A ação, denominada Operação Voo Livre, foi estruturada como visita domiciliar a criadores de passeriformes com objetivo de verificar conformidade legal. Os agentes buscavam identificar situações de manutenção inadequada, documentação inexistente e condições sanitárias deficientes. Cada inspeção considerava critérios técnicos de bem-estar animal e legislação ambiental vigente.

Durante as verificações em campo, os fiscais encontraram diversas irregularidades relacionadas à criação e ao cuidado dos animais. As constatações permitiram o enquadramento legal dos responsáveis em diferentes graus de violação, o que justificou a aplicação de multas variadas.

Destinação dos animais resgatados

O processo de apreensão considerou o estado físico e comportamental de cada espécie. Das 95 aves confiscadas, 25 foram soltas no ambiente natural imediatamente após avaliação preliminar. Essas aves demonstravam condições adequadas de soltura.
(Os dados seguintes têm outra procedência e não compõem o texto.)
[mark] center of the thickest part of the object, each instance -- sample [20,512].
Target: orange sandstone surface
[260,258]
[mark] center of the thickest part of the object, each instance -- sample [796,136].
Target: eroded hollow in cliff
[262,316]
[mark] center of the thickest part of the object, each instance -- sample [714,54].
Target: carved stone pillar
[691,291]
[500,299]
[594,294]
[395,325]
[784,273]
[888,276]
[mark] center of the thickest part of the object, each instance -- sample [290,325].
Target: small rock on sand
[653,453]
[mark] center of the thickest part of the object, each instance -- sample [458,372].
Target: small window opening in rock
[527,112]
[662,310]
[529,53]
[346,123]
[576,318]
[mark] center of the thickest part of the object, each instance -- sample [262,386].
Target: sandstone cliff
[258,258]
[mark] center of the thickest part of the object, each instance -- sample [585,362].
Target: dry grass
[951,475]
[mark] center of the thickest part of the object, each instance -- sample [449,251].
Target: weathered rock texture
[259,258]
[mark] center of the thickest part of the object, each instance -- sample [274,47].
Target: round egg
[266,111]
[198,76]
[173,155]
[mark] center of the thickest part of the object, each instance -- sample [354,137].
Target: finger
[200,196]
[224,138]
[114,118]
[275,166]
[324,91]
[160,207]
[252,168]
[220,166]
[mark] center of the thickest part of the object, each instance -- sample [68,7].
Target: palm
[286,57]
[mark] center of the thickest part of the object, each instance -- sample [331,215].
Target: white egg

Outras 11 aves foram direcionadas para o Centro de Triagem e Reabilitação de Animais Silvestres, onde recebem atendimento técnico especializado. O restante do plantel permanece sob supervisão do Instituto Água e Terra, em trabalho colaborativo com entidades de proteção animal.

Impactos da criação irregular na biodiversidade

A manutenção inadequada de aves em cativeiro causa prejuízos significativos aos ecossistemas naturais. Quando populações silvestres são removidas do ambiente, processos ecológicos fundamentais sofrem interrupções. A dispersão de sementes realizada por aves, por exemplo, é essencial para a regeneração florestal.

Além disso, a criação irregular favorece o surgimento de doenças que podem ser transmitidas à fauna selvagem quando animais fogem ou são liberados. O desequilíbrio nas populações naturais compromete cadeias alimentares inteiras e reduz a resiliência dos ecossistemas frente a pressões ambientais.

Perspectiva dos órgãos envolvidos

O comandante da 4ª Companhia de Polícia Ambiental ressaltou que a integração entre instituições reforça estratégias de combate a crimes ambientais. Segundo a avaliação apresentada, a articulação entre órgãos garante não apenas a captura de irregularidades, mas também a destinação apropriada dos animais e o acompanhamento pós-resgate.

A coordenadora de Fiscalização do Escritório Regional em Guarapuava complementou essa análise, enfatizando que operações como essa fortalecem a proteção da biodiversidade. Para gestores ambientais, a rastreabilidade dos animais permite compreender melhor o alcance do tráfico e da criação clandestina, informando políticas futuras de proteção.

Legislação e responsabilidades dos criadores

A regulamentação ambiental brasileira estabelece normas rigorosas para a manutenção de fauna silvestre em ambientes fechados. Criadores amadores devem possuir documentação específica, instalações adequadas e conhecimento técnico comprovado. Violações resultam em penalidades administrativas e podem gerar processos criminais.

O trabalho de fiscalização recorrente em municípios como Guarapuava demonstra que as autoridades ambientais priorizam a detecção de criadores clandestinos e irregulares. Cada operação gera dados que alimentam estratégias de longo prazo para proteção da fauna nativa.

Perspectivas futuras de proteção ambiental

Operações integradas tendem a se multiplicar nos próximos períodos, conforme órgãos refinam protocolos de coordenação. A experiência acumulada permite identificar padrões de irregularidade e direcionar recursos de forma mais eficiente.

A conservação das populações naturais de aves silvestres depende tanto da ação corretiva quanto da conscientização pública. Campanhas educativas complementam fiscalização, reduzindo a demanda por criação clandestina e contribuindo para mudança cultural de longo prazo em relação à proteção ambiental.